The river had many windings and many branches, and the journey did not
end in a day, but finally the boat floated into a pretty lake which
was but a short distance from Ozma’s home. Here the jolly ferryman
was rewarded for his labors, and then the entire party set out in a
grand procession to march to the Emerald City. News that the Royal
Ozma had been found spread quickly throughout the neighborhood, and
both sides of the road soon became lined with loyal subjects of the
beautiful and beloved Ruler. Therefore Ozma’s ears heard little but
cheers, and her eyes beheld little else than waving handkerchiefs and
banners during all the triumphal march from the lake to the city’s
gates.

And there she met a still greater concourse, for all the inhabitants
of the Emerald City turned out to welcome her return, and all the
houses were decorated with flags and bunting, and never before were
the people so joyous and happy as at this moment when they welcomed
home their girl Ruler. For she had been lost and was now found again,
and surely that was cause for rejoicing. Glinda was at the royal
palace to meet the returning party, and the good Sorceress was indeed
glad to have her Great Book of Records returned to her, as well as all
the precious collection of magic instruments and elixirs and chemicals
that had been stolen from her castle.
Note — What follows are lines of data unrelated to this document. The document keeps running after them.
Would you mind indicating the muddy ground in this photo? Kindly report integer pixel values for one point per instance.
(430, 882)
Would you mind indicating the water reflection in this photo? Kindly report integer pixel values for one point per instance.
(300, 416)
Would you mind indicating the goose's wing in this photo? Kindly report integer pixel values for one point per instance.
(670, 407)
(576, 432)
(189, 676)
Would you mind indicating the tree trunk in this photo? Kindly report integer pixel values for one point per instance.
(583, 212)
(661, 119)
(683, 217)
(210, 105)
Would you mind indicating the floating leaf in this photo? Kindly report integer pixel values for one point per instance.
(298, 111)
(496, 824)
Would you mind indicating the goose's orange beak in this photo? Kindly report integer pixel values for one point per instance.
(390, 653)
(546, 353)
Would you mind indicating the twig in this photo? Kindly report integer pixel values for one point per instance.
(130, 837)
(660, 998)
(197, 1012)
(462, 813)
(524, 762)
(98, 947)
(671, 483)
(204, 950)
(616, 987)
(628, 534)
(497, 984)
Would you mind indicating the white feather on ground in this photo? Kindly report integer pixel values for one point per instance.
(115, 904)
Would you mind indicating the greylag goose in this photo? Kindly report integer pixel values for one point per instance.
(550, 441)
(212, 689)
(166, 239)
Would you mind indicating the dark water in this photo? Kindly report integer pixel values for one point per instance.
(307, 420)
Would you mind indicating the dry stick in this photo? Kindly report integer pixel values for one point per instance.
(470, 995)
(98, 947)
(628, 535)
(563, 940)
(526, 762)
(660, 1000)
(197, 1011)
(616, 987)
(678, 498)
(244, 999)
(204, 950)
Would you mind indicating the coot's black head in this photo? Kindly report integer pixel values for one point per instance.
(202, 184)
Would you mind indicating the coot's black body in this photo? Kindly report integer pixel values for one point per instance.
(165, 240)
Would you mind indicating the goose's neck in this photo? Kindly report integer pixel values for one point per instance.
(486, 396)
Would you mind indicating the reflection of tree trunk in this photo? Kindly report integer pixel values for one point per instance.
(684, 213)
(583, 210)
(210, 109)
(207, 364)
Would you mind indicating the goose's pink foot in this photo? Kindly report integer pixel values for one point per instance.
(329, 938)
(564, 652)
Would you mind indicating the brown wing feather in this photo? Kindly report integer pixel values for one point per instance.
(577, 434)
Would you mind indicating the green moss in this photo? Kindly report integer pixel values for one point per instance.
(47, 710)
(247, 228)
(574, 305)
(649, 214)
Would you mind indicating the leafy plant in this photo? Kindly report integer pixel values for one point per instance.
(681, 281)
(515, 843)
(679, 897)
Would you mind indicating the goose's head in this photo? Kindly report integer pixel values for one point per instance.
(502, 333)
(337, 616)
Cap’n Bill and the Wizard at
once hung the Magic Picture upon the wall of Ozma’s boudoir, and the
Wizard was so light-hearted that he did several tricks with the tools
in his black bag to amuse his companions and prove that once again he
was a powerful wizard.

For a whole week there was feasting and merriment and all sorts of
joyous festivities at the palace in honor of Ozma’s safe return. The
Lavender Bear and the little Pink Bear received much attention and
were honored by all, much to the Bear King’s satisfaction. The
Frogman speedily became a favorite at the Emerald City, and the Shaggy
Man and Tik-Tok and Jack Pumpkinhead, who had now returned from their
search, were very polite to the big frog and made him feel quite at
home. Even the Cookie Cook, because she was quite a stranger and
Ozma’s guest, was shown as much deference as if she had been a queen.

“All the same, Your Majesty,” said Cayke to Ozma, day after day with
tiresome repetition, “I hope you will soon find my jeweled dishpan,
for never can I be quite happy without it.”